King-Smith Emma, Berritt Simon, Bernier Louise, Hou Xinjun, Klug-McLeod Jacquelyn L, Mustakis Jason, Sach Neal W, Tucker Joseph W, Yang Qingyi, Howard Roger M, Lee Alpha A
Cavendish Laboratory, University of Cambridge, Cambridge, UK.
Pfizer Research and Development, Groton, CT, USA.
Nat Chem. 2024 Apr;16(4):633-643. doi: 10.1038/s41557-023-01393-w. Epub 2024 Jan 2.
High-throughput experimentation (HTE) has the potential to improve our understanding of organic chemistry by systematically interrogating reactivity across diverse chemical spaces. Notable bottlenecks include few publicly available large-scale datasets and the need for facile interpretation of these data's hidden chemical insights. Here we report the development of a high-throughput experimentation analyser, a robust and statistically rigorous framework, which is applicable to any HTE dataset regardless of size, scope or target reaction outcome, which yields interpretable correlations between starting material(s), reagents and outcomes. We improve the HTE data landscape with the disclosure of 39,000+ previously proprietary HTE reactions that cover a breadth of chemistry, including cross-coupling reactions and chiral salt resolutions. The high-throughput experimentation analyser was validated on cross-coupling and hydrogenation datasets, showcasing the elucidation of statistically significant hidden relationships between reaction components and outcomes, as well as highlighting areas of dataset bias and the specific reaction spaces that necessitate further investigation.

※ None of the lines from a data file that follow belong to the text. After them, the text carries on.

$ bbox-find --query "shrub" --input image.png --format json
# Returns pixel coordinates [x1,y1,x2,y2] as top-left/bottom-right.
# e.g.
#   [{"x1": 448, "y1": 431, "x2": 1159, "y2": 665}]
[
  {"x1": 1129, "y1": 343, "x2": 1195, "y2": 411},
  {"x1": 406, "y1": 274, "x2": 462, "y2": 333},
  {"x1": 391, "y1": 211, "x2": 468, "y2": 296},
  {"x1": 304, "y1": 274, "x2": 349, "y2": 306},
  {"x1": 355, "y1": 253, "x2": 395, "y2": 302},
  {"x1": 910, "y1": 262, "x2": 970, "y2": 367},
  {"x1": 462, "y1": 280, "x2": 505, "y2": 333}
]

高通量实验(HTE)有潜力通过系统地探究不同化学空间中的反应性来增进我们对有机化学的理解。显著的瓶颈包括公开可用的大规模数据集较少,以及需要轻松解读这些数据中隐藏的化学见解。在此,我们报告了一种高通量实验分析仪的开发,这是一个稳健且统计严谨的框架,适用于任何HTE数据集,无论其大小、范围或目标反应结果如何,该框架能得出起始原料、试剂与结果之间可解释的相关性。我们通过公开39000多个以前专有的HTE反应改善了HTE数据状况,这些反应涵盖了广泛的化学领域,包括交叉偶联反应和手性盐拆分。高通量实验分析仪在交叉偶联和氢化数据集上得到了验证,展示了对反应组分与结果之间具有统计学意义的隐藏关系的阐明,同时突出了数据集偏差的领域以及需要进一步研究的特定反应空间。